Dia orangnya begitu ramah dan selalu tersenyum bila berpapasan denganku. Karena itu aku yang banyak mendengar dan membaca cerita ngentot, sering membayangkan seandainya aku bisa ngentot bareng dia. Tapi itu hanya anganku saja, sebagai cowok yang ingin merasakan ngentot sama cewek yang lebih tua, Mbak Gina bekerja di sebuah pertokoan pusat perbelanjaaan, dan jam pulangnya aku tahu.

Yakni antara pukul 7 malam dia sudh melewati gang sempit, di wilayah kami.
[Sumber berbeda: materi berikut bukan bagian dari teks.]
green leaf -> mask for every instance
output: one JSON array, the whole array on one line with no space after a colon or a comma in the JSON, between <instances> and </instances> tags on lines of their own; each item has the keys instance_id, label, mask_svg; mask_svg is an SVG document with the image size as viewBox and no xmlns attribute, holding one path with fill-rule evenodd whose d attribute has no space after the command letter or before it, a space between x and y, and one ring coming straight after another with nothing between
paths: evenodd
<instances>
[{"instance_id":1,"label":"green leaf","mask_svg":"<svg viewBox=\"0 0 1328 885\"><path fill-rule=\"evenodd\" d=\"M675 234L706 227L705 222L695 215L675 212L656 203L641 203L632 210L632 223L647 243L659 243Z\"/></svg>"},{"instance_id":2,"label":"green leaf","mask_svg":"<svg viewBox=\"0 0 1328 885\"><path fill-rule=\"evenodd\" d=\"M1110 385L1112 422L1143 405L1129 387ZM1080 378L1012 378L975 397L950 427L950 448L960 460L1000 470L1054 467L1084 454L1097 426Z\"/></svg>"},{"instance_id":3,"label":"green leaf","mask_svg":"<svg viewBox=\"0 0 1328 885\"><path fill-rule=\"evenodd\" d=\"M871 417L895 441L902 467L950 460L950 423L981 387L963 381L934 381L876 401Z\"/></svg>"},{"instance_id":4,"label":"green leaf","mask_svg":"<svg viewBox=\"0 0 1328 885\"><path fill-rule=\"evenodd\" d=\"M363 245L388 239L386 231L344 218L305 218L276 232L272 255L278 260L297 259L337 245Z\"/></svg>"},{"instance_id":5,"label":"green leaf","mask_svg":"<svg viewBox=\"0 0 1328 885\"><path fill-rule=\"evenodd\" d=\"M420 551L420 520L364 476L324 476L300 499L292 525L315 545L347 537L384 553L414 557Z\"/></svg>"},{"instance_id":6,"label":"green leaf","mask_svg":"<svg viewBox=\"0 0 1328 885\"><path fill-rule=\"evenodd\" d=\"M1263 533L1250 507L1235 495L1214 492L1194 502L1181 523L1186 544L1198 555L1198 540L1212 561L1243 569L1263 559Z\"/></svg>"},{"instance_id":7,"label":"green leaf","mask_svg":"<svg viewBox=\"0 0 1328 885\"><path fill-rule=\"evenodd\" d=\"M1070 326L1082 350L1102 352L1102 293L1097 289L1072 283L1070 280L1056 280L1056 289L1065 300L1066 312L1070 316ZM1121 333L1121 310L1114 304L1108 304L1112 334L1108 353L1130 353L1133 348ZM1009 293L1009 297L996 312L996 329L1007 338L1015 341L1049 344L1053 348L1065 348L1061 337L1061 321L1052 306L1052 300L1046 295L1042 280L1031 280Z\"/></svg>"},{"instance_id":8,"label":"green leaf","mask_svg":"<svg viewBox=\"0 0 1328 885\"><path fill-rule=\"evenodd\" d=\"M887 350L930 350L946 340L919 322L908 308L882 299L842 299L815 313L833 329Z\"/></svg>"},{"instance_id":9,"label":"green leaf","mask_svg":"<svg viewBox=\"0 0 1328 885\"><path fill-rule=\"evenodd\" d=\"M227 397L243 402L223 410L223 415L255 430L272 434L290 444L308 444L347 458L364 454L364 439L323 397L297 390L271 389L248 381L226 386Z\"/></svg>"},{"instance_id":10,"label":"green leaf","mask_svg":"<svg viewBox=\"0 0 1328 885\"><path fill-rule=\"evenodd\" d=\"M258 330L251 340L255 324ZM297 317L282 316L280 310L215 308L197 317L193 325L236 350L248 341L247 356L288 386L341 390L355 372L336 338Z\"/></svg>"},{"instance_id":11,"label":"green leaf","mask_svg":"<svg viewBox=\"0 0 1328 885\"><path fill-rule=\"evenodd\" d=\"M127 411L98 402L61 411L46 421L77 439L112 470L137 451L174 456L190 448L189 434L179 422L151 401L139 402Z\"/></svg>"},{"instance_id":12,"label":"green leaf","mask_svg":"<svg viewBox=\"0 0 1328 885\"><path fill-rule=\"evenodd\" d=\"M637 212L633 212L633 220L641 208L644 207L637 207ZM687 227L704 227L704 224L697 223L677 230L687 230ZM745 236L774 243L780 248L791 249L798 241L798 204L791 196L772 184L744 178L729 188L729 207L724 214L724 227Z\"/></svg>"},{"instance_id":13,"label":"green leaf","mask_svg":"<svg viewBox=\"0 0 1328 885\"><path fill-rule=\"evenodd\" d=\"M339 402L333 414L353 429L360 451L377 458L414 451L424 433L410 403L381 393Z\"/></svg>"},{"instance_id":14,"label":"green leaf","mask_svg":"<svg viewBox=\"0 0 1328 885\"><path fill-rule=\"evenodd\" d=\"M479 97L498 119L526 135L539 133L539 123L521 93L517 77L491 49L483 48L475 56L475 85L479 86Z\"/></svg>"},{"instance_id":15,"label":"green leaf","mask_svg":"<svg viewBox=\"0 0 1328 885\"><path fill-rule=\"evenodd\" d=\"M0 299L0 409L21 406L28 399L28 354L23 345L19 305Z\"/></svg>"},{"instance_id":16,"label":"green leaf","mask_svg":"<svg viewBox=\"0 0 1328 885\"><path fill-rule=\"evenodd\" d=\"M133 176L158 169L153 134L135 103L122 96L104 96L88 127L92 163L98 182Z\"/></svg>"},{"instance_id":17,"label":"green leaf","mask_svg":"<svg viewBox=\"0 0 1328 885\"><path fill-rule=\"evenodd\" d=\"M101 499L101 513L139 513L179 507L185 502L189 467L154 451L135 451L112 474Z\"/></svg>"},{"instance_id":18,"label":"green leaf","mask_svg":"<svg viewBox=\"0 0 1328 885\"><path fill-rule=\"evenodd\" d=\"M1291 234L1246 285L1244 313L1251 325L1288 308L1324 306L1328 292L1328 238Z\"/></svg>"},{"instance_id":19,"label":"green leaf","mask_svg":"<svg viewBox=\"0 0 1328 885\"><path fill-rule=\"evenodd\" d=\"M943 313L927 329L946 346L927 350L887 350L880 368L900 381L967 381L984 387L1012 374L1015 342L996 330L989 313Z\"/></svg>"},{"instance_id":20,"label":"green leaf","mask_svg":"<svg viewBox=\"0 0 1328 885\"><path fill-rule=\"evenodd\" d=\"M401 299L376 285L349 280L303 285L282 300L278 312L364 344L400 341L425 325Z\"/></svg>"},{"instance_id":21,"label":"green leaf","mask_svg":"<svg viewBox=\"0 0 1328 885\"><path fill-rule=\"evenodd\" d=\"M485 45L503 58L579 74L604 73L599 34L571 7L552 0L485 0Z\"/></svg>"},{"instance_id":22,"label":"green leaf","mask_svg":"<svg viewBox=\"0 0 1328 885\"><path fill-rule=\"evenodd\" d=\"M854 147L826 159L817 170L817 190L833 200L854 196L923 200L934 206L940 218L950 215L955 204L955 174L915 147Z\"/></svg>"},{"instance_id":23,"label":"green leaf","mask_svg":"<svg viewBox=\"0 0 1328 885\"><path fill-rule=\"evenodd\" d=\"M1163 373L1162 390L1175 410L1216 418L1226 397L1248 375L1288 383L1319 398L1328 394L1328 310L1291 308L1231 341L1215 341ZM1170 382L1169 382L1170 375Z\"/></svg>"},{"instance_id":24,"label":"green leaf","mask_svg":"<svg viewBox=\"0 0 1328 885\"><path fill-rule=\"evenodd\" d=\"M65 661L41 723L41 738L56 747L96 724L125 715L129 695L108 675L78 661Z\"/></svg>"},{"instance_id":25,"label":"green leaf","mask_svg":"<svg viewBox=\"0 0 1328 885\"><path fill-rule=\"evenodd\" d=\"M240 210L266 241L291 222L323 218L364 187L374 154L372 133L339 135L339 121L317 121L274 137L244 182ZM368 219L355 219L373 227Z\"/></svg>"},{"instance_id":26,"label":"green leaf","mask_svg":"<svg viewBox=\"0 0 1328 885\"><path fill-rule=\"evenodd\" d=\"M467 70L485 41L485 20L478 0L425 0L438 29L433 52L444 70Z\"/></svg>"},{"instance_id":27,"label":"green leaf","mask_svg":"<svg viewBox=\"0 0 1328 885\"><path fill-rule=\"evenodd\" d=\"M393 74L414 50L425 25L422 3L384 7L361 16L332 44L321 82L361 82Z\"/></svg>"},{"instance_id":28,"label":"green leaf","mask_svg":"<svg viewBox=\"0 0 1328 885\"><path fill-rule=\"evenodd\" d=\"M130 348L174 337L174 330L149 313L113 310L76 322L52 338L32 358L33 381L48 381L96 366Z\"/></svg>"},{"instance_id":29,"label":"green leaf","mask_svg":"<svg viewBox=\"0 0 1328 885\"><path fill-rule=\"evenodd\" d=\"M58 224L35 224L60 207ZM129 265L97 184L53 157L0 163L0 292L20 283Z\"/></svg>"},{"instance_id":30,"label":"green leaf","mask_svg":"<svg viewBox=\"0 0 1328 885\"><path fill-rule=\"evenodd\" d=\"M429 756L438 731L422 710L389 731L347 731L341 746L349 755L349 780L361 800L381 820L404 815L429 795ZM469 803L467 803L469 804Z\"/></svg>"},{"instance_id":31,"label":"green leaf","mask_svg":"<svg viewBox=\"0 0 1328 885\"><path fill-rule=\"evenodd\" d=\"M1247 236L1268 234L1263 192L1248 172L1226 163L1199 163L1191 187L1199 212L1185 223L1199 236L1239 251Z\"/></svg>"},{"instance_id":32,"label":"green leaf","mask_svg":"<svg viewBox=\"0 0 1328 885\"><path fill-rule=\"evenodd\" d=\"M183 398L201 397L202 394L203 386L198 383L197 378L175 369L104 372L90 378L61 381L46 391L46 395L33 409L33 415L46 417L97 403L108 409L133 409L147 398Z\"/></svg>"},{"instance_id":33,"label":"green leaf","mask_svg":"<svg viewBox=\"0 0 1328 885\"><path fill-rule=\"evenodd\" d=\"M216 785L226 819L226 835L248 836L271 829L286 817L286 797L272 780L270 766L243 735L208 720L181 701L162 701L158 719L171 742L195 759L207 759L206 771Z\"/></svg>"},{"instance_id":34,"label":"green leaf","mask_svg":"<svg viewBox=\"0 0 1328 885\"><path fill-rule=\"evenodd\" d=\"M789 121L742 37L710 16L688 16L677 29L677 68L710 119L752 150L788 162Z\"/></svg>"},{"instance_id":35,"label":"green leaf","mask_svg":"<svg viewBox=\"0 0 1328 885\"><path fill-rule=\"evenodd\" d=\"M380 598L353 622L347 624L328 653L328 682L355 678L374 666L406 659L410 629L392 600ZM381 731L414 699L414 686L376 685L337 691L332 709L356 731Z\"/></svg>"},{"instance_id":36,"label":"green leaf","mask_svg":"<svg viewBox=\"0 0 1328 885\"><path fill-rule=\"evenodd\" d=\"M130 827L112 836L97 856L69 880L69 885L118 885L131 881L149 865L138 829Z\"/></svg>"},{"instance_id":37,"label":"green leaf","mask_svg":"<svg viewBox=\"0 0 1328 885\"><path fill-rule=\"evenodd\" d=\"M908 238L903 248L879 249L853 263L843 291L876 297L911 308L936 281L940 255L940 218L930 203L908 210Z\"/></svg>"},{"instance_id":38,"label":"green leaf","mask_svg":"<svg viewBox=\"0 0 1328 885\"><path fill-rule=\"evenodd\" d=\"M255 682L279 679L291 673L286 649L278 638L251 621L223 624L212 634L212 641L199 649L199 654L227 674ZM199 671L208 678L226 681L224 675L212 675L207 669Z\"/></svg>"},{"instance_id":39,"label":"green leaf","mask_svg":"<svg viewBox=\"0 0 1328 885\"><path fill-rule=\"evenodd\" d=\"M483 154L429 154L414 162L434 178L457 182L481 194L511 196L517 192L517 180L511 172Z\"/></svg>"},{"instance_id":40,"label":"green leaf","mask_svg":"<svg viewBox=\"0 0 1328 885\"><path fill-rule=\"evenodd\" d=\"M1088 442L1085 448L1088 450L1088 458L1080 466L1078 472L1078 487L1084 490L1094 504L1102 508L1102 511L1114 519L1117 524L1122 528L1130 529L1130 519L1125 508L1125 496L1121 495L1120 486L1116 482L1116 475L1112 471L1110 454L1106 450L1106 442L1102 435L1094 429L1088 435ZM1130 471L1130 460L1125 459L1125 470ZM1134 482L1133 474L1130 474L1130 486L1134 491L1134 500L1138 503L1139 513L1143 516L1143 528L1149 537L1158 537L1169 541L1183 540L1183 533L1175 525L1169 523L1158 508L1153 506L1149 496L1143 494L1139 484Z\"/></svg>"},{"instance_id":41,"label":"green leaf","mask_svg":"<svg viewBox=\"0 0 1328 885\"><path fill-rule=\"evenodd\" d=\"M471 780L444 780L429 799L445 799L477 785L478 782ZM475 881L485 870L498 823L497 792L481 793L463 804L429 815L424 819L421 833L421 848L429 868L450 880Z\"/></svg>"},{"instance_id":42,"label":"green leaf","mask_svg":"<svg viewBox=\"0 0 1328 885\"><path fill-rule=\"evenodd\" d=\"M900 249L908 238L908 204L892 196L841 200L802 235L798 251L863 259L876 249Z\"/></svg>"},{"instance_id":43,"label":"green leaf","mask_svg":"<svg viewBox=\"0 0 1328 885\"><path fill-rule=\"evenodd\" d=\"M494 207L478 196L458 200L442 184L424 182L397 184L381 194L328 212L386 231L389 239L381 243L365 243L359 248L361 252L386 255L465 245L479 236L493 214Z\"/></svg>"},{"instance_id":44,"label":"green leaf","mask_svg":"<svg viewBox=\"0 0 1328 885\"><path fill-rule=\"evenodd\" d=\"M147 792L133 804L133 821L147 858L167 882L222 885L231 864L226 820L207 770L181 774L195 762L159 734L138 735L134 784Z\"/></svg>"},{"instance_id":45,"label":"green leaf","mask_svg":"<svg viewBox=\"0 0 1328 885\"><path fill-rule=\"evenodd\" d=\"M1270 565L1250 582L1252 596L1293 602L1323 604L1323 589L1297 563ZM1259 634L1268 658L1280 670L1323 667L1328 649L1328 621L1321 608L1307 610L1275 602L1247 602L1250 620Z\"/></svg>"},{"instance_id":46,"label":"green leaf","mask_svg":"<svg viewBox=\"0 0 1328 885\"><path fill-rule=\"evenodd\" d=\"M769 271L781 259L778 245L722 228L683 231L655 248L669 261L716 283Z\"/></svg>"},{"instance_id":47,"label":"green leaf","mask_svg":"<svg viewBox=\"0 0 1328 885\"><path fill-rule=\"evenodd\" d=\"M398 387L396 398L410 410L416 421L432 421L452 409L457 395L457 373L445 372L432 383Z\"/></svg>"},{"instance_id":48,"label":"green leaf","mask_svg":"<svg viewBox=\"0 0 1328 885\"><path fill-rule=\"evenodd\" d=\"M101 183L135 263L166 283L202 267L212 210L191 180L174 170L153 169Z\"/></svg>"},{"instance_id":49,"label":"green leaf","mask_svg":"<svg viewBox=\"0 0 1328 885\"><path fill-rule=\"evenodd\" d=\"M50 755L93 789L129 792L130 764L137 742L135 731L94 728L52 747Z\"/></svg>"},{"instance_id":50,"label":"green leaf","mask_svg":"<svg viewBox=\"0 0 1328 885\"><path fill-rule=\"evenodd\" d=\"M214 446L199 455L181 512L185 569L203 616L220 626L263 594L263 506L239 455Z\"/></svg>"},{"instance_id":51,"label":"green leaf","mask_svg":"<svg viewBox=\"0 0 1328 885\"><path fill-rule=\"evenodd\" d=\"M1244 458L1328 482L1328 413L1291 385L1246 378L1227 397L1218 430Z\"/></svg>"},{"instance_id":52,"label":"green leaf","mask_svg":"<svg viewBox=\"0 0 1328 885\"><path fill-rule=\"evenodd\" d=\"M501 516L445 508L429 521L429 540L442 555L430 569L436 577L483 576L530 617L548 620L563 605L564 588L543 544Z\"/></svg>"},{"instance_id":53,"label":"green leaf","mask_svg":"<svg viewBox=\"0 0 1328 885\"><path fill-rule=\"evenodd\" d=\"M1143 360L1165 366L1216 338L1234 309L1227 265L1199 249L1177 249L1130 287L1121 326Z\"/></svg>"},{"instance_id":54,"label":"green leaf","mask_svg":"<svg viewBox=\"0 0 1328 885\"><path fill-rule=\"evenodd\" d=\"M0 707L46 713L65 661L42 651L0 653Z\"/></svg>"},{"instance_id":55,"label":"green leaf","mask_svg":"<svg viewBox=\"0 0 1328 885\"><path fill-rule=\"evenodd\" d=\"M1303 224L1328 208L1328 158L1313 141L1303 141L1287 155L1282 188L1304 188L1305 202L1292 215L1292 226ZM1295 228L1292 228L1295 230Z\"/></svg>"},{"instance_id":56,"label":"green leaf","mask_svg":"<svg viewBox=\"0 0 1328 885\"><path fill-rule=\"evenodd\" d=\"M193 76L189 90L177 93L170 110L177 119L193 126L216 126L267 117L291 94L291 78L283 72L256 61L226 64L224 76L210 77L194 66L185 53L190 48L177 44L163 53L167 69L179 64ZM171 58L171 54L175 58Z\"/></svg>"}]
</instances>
Jadi aku sering pura -pura berpapasan dengannya padahal aku memang sengaja, senang rasanya bisa bertatapan langsung apalagi ketika ada penghalang semacam gerobak sampah yang di biarkan di gang itu, jadinya mau tidak mau aku bersentuhan dengan Mbak Gina. Meskipun itu hanya bokongnya yang semok.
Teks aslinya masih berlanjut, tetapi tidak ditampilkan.